The lesson of all his books, the son explained, “was having respect
for law.”
The story of how Ibne Safi the writer was born, according to Safi’s
son Ahmed, is that, “Someone at a literary convention said the
market was more for sexually-explicit books and there wasn’t any
mystery. My father said he would see what he could do. His first
book, Dil-e-Mujrim was inspired by Victor Gunn’s
Ironsides’ Lone Hands.” Gunn was the nom de plum of
British novelist Edwy Searles Brooks (18882-1965), who wrote a
thriller series featuring a protagonist name Ironsides Cromwell.
In those days, the books marketing route was mainly through AH
Wheeler bookstalls at railway stations in Pakistan, where you picked
a quick read. AH Wheeler no longer exists there.
Ahmed said if he saw one in India, he would photograph it for the
historical connection with his father’s books. He continued, “The
only advertising he did was a spot in Daily Jung, when a new
novel came out. We will use it to release a collection of his poetry
this year.”
In his lifetime, Ibne Safi comfortably supported his large brood and
prodigiously wrote four novels each month. But his mindwork took a
toll.

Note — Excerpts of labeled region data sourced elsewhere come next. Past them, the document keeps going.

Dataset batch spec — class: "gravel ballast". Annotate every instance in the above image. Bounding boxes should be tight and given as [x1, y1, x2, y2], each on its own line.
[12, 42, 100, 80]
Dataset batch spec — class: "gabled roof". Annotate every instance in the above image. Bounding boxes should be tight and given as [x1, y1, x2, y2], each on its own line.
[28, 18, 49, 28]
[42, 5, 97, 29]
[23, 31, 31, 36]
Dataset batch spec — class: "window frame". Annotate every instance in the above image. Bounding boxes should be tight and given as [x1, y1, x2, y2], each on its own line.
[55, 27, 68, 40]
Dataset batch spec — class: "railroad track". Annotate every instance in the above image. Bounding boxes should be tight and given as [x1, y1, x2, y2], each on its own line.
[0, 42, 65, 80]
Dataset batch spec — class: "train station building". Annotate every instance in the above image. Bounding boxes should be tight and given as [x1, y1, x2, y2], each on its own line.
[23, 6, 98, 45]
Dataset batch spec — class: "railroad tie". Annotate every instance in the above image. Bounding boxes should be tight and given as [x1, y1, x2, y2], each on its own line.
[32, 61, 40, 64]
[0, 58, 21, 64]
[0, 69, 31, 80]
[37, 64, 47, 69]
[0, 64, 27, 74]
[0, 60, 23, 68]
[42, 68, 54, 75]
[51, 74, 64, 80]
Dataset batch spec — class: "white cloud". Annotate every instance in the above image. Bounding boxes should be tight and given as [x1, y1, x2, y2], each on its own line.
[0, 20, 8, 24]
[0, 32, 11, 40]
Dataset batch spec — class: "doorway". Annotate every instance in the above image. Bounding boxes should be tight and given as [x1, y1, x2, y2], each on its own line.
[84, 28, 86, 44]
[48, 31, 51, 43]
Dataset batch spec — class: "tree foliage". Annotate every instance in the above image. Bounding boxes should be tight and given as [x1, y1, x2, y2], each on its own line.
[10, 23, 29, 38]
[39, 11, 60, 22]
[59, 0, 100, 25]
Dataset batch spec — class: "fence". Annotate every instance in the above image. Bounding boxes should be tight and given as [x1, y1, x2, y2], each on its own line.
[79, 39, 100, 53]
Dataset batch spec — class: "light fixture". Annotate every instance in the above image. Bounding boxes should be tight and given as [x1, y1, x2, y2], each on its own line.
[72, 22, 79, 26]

In 1961, Ahmed shared that, his ‘Abbu’ suffered a bout of
schizophrenia and did not recover till 1963. He explained, “The
ailment has different manifestations. Sometimes a patient gets
violent. Sometimes not. But they go into seclusion and don’t talk.
That is what my father did.” Safi was cured with medicine and
electric shocks. In those days there was no such thing as
counselling.
When his Dead Mathwale was launched in 1963 by Lal Bahadur
Shashtri in Allahabad, it was a signal he was back in business.
But his doctor advised him to write only one book a month. A
psychologist told Ahmed later that, “When creativity oozes in a
flood, sometimes the brain goes numb and indicates that the person
go on without it, until it recovers”
Safi, who liked his kebabs and tikkas, didn’t drink
and only smoked between religious fasts. Keeping to himself, it
seems he was, “not one for groups.” Hence he was away from political
parties and literary communities.” An academic study of his writing
came out in a Urdu book called Psycho Mansion. It is the name
he conjured for a mental asylum beneath whose building, Imran in the
series, runs an office. Brings to mind Bedlam, the asylum where The
Joker in Batman was admitted. Or a Doctor Dang hideout. Psycho
Mansion noted that Ibne Safi dealt with issues like politics,
psychology, et al, suggesting this could be why he was popular
across the classes.
Safi, when asked, whom he would place himself next to on bookshelf,
had replied, “I wouldn’t be on a bookshelf, but under a pillow.”